Plusieurs ultras de football se déplaçaient aussi en petits commandos pour trouver les meilleurs angles d’attaques. Contre la police mais également pour tabasser des jeunes s’opposant à la violence ou à des « immigrés ». Chez ces fanatiques du ballon rond, une petite dizaine de jeunes supporters du Racing White Daring de Molenbeek (RWDM), définis comme des « blancs de Bruxelles-Ouest », circulait dans les sous-bois de la Cambre. Ils se sont notamment attaqués à des supporters antifascistes de l’Union saint-gilloise (USG), le club de football détesté historiquement par les ultras molenbeekois. Ces derniers sont liés au groupe Ouest Casual XIII, regroupant des hooligans« nationalistes » de différents pays européens. D’autres fanas d’équipes de football étaient encore à La Boum 2. Ainsi que des motards, style Hells Angels.



Depuis « La Boum 2 », les radicaux contre les mesures sanitaires ont un « super-héros », le déserteur Jürgen Conings. Ici trois supporters flamands d’extrême droite de ce militaire désormais en guerre contre la « dictature sanitaire ». Doc. RIDAF-Antwerpen.



JÜRGEN CONINGS LE SUPER-HÉROS

Depuis le mois d’avril de cette année, le poumon vert de Bruxelles s’est transformé en haut lieu de la protestation contre les mesures sanitaires.

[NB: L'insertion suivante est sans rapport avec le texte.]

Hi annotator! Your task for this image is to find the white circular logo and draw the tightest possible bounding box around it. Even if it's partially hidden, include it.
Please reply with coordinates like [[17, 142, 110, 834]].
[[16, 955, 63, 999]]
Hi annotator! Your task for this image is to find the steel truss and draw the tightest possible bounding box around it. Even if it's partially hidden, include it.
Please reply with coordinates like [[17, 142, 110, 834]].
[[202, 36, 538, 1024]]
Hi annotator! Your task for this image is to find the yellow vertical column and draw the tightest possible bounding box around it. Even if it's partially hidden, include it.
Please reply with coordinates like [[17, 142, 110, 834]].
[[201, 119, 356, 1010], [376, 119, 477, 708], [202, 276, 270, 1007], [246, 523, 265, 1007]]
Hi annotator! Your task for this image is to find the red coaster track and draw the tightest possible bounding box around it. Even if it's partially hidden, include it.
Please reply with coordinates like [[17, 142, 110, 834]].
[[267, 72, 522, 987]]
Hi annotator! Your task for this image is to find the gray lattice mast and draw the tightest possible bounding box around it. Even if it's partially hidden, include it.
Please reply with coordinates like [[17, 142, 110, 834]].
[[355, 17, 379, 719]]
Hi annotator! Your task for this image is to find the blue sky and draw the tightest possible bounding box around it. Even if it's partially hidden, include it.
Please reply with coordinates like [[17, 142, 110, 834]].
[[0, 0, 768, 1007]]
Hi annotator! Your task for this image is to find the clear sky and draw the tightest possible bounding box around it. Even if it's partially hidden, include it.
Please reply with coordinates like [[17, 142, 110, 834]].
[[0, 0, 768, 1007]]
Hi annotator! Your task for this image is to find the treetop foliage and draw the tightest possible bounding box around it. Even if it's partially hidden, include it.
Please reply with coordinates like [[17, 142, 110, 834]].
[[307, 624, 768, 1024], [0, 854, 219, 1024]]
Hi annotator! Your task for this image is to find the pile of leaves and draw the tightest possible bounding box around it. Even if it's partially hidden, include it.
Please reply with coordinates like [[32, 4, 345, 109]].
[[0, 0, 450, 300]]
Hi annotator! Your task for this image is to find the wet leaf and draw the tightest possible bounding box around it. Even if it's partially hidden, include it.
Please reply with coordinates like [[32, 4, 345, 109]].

Dont l’écho a déjà fait le tour du monde. Ce que nous avons pu observer le samedi 1ermai confirme les craintes préalables à la tenue de cette édition deux de la « boum contestataire ». Cela restera le cas pour la numéro 3, ce samedi 29 mai.

Cet événement inédit attire désormais des extrémistes de droite, dont le super-héros se nomme depuis plusieurs jours Jürgen Conings, ce militaire de 46 ans qui a déserté l’Armée belge dans le but de combattre la « dictature sanitaire ». Qui le sait, pourchassé par toutes les forces de polices et militaires belges, hollandaises, allemandes et luxembourgeoises, il réapparaitra peut-être ce samedi au bois de la Cambre. Une évidence, il y sera adulé par la franche fanatique des anti-anti-Covid-19 présents.

 

SIMON HARYS

RésistanceS Observatoire belge de l’extrême droite




Plus d’infos sur les groupes d’extrême droite présents à La Boum 2


La marche néonazi sur Bruxelles a été arrêtée

(septembre 2019)

Le Collectif identitaire liégeois change de nom pour devenir l'association Valeurs Nationales

(avril 2020) 

 

Vlaanderen identitair (VLI) – Dico de l’extrême droite flamande 

(juillet 2020)

 

En Colère (collectif) – Dico de l’extrême droite belge francophone 

(septembre 2020)

Au programme, provoquer à Bruxelles une émeute à la hollandaise ?

(février 2021)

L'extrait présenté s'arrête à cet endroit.